Due to the statewide shortage of vaccine doses, Cambridge still does not have a public vaccination site. Instead, Cambridge Health Alliance, Mount Auburn Hospital, and Beth Israel Hospital are reaching out to eligible patients to administer doses via individual appointment, according to DePasquale.
DePasquale said that while Cambridge has the infrastructural capacity to host a public site, he reiterated the city has “no control or authority” over the acquisition of additional doses, a responsibility that lies with the state. As of Feb. 5, Massachusetts vaccinators have administered 754,874 vaccines — 61 percent of the doses provided by the federal government.
“Our teams are ready to go as soon as the state provides us the vaccines needed to provide a site,” DePasquale said. “As you can imagine every community is trying to have vaccine locations in their community, not going to a neighboring community. We will continue to advocate for a site in Cambridge.”
“There is a possibility that we will not be able to have a Cambridge-specific public site in our city,” he added.
Claude Jacob, the city’s chief public health officer, said Cambridge is prioritizing residents over age 75 as it waits for the state to approve vaccinations for individuals over age 65 and those with at least two comorbidities.
“We are making sure that we are at the ready, so that we can at least ensure that we have ample vaccines on hand,” Jacob said.
According to Jacob, the state increased Cambridge’s vaccine allotment on Friday from 100 to 400 vaccines per week, which has allowed the city to ramp up its distribution efforts.

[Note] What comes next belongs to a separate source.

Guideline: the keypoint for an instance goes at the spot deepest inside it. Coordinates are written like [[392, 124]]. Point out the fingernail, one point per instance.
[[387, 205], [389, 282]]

For now, its efforts are focused on vaccinating the 1,300 residents and staff who live and work at the Cambridge Housing Authority’s 10 senior residence facilities.
Massachusetts has also launched a $2.5 million dollar public awareness campaign, called “Trust the Facts, Get the Vax,” to raise public awareness about the vaccine’s safety and efficacy.
“There's still even some misinformation out there, and so our goal is really to respond and reach out to specific communities around vaccine safety, confidence, rollout, and access,” Jacob said.
After the meeting, Councilor Patricia M. “Patty” Nolan ’80 said it was “frustrating” to hear how little control the city has over vaccine distribution compared to Covid-19 testing, though she was encouraged by the city’s vaccination efforts so far.
“It was both heartening because many of our first responders, our homeless population [were] prioritized, and are now either getting the second dose or have gotten the second dose,” she said. “But it's very, very frustrating to realize that there's so many other people who are on the priority list eventually, but haven't been able to get it yet.”